On the bright side the book is well organized, written in American English and presents a neat introduction to the three most popular cloud providers Amazon Web Services, Azure and Google Cloud. Although Heroku is not presented, but only mentioned once, neither IBM nor Oracle cloud is even mentioned at all, as if they did not exist... Rainy days for both Oracle cloud and IBM? I only hope that the experts of Sun can develop a solution which is capable of weather (or even climate) modification of the cloud business landscape, or better cloudscape. After all their motto has always been "the network is the computer", or not?
Coming back to the book, the language used to create the sample apps is exclusively Typescript, a stricter version of JavaScript, Visual studio code is the IDE used, along with Kudu, Node, the Serverless Framework for deployment, Mongo DB as NoSQL Database, Postman for testing and GitHub for versioning among others. Prior knowledge of all Rest & Json technologies is assumed, since there is almost no introduction to any, but short descriptions.
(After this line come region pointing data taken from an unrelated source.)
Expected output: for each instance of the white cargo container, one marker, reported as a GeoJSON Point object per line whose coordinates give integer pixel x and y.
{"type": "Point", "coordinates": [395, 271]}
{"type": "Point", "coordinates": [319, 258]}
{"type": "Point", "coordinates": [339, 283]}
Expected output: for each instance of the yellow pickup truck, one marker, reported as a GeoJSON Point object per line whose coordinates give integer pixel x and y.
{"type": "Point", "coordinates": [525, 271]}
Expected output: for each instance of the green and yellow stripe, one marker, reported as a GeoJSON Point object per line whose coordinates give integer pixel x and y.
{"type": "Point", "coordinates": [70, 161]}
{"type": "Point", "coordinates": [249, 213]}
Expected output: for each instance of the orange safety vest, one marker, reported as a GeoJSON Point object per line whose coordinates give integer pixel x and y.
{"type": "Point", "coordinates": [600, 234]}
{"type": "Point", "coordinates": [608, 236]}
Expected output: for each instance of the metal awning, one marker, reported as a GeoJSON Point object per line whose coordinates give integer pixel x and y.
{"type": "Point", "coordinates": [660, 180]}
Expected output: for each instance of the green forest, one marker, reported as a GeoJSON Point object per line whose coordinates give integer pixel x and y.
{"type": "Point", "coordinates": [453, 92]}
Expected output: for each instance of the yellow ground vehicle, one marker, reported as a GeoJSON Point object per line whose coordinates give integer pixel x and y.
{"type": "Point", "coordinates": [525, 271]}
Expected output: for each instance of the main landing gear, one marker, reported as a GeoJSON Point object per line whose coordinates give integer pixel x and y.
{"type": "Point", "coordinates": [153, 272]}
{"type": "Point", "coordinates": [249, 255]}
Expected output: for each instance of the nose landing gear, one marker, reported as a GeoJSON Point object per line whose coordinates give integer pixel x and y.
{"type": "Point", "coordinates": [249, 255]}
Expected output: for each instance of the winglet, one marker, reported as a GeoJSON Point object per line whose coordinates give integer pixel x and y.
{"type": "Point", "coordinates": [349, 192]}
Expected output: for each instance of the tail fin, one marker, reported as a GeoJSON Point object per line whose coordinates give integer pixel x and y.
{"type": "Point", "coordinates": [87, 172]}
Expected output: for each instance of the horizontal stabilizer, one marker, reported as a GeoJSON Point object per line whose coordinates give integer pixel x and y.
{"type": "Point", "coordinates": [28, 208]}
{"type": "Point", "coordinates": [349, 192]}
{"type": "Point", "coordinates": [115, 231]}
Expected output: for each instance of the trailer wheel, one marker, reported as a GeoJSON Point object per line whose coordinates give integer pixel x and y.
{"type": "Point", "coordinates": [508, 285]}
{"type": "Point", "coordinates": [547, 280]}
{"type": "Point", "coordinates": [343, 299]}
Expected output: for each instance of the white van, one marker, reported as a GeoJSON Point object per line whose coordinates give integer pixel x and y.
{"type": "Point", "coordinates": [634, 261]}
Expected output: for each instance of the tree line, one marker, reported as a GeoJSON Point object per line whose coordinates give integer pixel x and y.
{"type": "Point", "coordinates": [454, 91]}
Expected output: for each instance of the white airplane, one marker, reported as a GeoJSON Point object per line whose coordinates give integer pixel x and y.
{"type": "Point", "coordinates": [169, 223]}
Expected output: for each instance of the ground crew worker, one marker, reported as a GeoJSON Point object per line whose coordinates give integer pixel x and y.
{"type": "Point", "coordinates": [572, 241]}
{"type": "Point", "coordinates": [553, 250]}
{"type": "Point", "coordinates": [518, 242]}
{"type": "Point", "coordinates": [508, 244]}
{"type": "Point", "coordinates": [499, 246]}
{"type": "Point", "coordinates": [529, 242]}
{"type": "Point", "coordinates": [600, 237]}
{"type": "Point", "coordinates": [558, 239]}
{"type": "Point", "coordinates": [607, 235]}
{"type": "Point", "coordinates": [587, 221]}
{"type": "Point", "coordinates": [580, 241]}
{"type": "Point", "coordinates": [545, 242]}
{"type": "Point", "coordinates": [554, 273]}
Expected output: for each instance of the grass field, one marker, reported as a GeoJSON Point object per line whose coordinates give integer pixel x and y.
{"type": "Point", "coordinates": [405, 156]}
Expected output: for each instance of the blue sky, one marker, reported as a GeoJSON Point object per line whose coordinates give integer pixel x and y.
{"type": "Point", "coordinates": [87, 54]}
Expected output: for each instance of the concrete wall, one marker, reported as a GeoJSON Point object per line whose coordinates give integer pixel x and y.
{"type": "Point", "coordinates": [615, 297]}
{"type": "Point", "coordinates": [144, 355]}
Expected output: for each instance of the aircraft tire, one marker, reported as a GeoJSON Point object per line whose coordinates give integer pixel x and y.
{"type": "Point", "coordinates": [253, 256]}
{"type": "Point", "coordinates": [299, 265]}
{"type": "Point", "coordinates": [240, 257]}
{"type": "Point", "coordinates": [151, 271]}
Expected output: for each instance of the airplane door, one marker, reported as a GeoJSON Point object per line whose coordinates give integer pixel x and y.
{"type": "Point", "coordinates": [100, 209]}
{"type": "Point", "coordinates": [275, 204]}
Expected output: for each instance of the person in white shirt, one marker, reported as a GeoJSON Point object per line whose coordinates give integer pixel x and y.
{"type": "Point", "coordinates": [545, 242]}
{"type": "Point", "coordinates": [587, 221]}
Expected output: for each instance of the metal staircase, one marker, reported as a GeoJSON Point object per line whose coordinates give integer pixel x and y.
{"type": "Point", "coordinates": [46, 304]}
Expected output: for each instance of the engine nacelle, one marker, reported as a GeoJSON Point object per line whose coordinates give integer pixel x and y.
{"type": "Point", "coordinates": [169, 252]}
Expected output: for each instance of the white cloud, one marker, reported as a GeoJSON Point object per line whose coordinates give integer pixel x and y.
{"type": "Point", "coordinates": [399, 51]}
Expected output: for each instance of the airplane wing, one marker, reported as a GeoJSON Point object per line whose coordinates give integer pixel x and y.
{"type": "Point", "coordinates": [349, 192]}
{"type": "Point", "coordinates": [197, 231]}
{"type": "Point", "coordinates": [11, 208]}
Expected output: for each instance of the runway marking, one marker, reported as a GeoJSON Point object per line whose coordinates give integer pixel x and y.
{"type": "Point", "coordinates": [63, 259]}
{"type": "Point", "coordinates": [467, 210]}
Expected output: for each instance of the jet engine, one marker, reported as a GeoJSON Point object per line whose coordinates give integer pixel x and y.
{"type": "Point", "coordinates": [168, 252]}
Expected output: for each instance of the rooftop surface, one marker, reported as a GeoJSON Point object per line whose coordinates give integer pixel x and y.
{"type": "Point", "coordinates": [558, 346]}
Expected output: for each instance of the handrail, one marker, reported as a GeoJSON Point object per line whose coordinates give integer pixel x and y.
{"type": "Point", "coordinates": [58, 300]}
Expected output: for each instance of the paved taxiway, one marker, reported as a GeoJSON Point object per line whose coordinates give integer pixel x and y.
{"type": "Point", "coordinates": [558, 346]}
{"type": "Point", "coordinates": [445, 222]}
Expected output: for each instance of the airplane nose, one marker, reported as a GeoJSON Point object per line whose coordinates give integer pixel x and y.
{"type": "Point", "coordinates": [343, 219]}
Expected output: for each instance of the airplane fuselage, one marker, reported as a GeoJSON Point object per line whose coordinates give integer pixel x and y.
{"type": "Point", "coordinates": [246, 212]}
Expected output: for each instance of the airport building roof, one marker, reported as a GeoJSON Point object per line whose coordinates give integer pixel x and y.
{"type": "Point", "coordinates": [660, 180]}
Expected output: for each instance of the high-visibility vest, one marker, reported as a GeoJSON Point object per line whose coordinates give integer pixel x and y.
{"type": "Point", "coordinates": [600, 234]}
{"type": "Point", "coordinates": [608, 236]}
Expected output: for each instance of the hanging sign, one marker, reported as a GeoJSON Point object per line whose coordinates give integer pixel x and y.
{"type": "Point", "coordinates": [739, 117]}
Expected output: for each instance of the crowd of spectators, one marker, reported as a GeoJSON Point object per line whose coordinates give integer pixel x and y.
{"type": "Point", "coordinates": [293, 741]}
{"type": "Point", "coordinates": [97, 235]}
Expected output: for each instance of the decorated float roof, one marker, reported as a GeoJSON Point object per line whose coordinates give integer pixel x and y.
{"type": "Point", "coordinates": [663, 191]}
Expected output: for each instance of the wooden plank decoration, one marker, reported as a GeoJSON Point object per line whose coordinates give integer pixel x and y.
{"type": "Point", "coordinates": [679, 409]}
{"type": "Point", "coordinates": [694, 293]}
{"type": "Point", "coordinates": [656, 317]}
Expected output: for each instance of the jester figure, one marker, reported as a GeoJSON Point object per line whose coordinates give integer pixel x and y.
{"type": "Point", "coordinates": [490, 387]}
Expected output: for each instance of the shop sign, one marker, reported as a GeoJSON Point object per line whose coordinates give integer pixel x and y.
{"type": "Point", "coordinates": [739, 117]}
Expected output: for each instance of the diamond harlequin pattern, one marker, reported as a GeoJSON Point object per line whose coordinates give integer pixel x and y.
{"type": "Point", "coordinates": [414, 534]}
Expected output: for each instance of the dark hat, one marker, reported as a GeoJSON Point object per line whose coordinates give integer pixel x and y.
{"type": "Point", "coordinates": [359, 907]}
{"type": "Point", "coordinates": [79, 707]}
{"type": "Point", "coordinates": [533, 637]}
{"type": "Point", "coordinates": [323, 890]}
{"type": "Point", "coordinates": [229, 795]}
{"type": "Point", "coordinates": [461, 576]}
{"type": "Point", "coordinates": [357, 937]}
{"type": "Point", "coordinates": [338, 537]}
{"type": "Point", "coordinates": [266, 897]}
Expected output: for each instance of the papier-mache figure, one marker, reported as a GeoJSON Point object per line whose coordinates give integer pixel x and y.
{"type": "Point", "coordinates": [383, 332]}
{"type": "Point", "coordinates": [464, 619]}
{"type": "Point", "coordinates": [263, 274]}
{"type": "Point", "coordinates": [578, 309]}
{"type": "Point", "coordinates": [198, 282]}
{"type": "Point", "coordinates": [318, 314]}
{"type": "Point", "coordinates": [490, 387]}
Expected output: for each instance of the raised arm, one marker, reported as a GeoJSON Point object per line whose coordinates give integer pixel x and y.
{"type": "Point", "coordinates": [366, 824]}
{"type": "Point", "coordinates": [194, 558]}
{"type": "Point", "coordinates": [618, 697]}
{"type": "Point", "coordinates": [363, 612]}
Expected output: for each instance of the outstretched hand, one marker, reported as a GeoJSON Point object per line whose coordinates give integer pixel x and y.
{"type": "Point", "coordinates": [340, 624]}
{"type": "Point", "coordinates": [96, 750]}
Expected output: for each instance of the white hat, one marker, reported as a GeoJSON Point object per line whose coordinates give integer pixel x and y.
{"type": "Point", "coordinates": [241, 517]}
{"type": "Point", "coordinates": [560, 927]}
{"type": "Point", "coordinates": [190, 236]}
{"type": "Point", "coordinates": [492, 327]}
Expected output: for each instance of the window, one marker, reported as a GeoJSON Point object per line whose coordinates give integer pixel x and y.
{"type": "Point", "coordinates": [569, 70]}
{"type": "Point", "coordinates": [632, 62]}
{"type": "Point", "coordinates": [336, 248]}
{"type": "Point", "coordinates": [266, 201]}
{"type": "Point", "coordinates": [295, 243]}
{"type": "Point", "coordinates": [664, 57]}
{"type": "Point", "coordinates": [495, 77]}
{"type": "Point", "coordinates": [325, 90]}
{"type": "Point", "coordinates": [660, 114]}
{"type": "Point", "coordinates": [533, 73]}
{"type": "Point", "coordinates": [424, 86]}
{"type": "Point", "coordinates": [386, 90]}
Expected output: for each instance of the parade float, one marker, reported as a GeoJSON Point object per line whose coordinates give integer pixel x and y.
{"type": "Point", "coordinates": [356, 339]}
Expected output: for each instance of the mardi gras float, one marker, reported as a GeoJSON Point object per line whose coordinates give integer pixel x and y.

On the dark side, the use cases of the applications presented are so simple, that the code of the book is scarcely reusable. The code is at the moment oddly not available online on the publisher's site, but on
Github.
All in all, the author develops a hotel room service order app in each cloud provider, comparing the different terminologies, data stores and costs, warning about possible traps, which might strip your bank account some hefty amounts of money. By the way always keep in mind that opening a personal, not a company, account for learning cloud development sometimes requires giving access to your personal banking details such as your debit or credit card number. At the last chapter an agnostic method of development is presented. The text addresses several issues, such as vendor lock in, but the security issues i.e. of guarding online database data is in my opinion not addressed widely enough.